El sabor es específico –explica el joven granjero, que los prefiere cocidos a la Borgoña: con vino blanco, zanahorias, cebolla, ajo, perejil y mantequilla– . Los caracoles tienen una carne muy tierna y si están bien preparados, son una delicia exquisita. Pero la gente no los consume porque es esclava de los prejuicios. La carne es muy sabrosa y no es ninguna casualidad el que en países como Italia, Francia y España sea preferida y muy apreciada. Por desgracia, los búlgaros no tienen esa cultura. Tal vez nuestros abuelos saben mejor cómo cocinar caracoles pero no creo que los jóvenes de hoy tengan idea de cómo se hace.

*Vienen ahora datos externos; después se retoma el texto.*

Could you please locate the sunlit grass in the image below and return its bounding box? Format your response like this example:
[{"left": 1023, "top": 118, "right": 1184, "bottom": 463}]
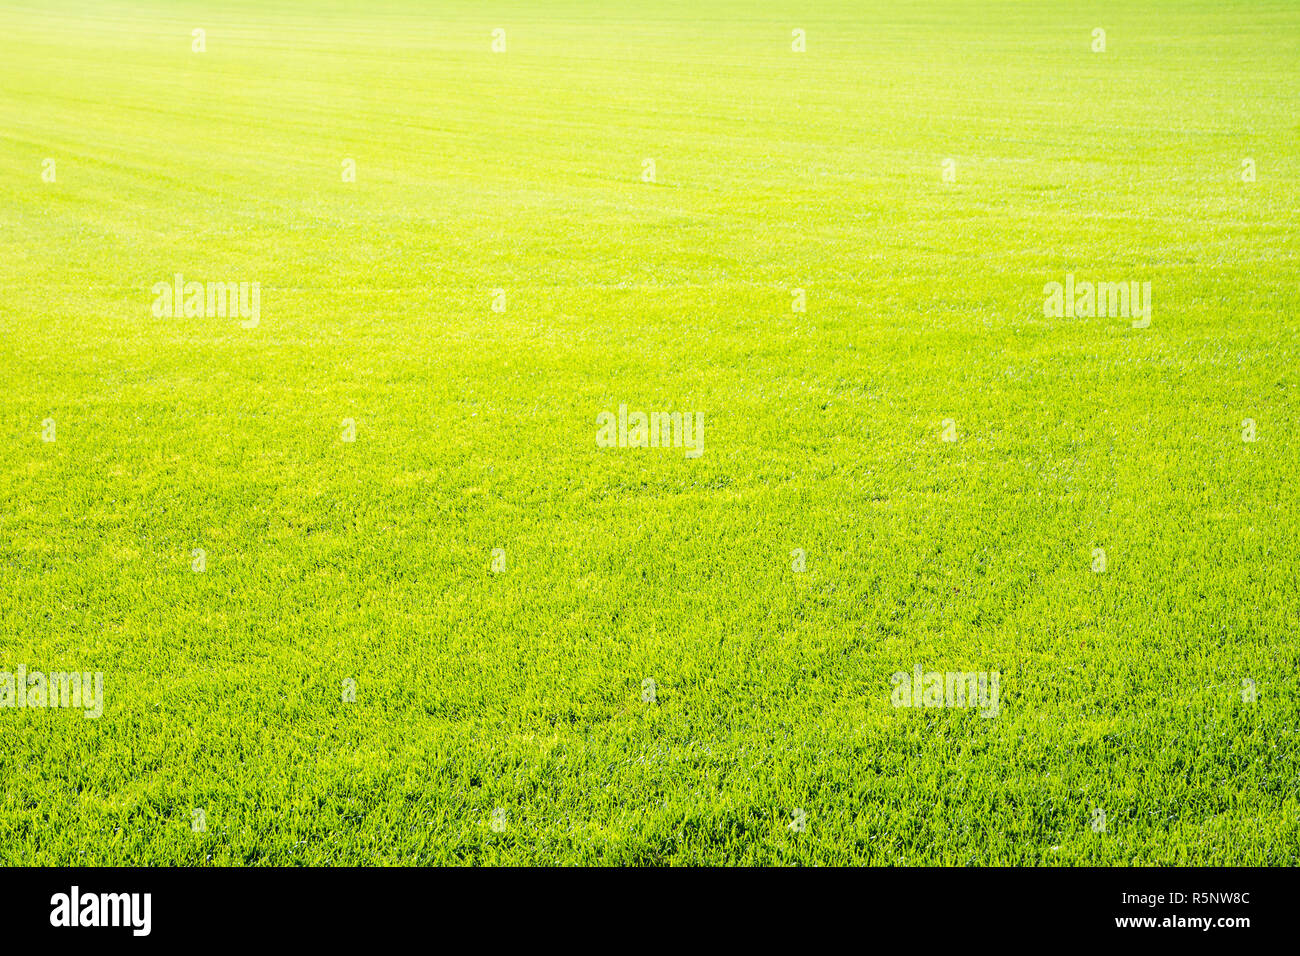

Dado que el mercado búlgaro sigue sin estar explotado, Plamen Penchev exporta su producción a países europeos. En la cría de los caracoles utiliza la llamada tecnología francesa: en primavera los compra recién nacidos, y a inicios de otoño los vende para protegerlos del frío del invierno, mortal para ellos. Sueña con construir un ciclo de producción cerrado, lo que aumentaría sus ganancias, porque, de lo contrario, te partes la espalda por casi nada, dice y agrega que muchos renunciarían si tuvieran que seguir su camino.
Lo más difícil es el mercado –señala Plamen– . Si alguien decide dedicarse a la crianza de caracoles, sería bueno que encontrara primero un mercado. Y si va perseverando, conforme vaya adquiriendo experiencia, aprenderá cómo criarlos, cómo hacer menos errores para reducir la mortalidad y los gastos y, al mismo tiempo, conseguirá éxito en concepto de volumen, producción, etc..
Por supuesto, la cría de caracoles es un negocio pero, como todo ser viviente, también esos moluscos consiguen encontrar el camino hacia el corazón humano. Plamen Penchev reconoce que coge con facilidad cariño a sus bichitos porque son tranquilos, muy inteligentes y fáciles de amaestrar.
Con los caracoles él también aprende cosas nuevas. Cuenta historias curiosas; algunas de ellas, leídas, otras, vividas. Como, por ejemplo, esa de que con sus 24 mil dientes los caracoles pueden digerir cualquier alimento; o bien, la otra de cómo esos amantes ardientes se entregan a la pasión durante 13 horas seguidas.
Por desgracia, la historia de los caracoles tiene también su lado oscuro, relacionado con la crueldad en la cocina. Vendo caracoles vivos e intento no pensar en ello, se consuela filosóficamente el joven granjero.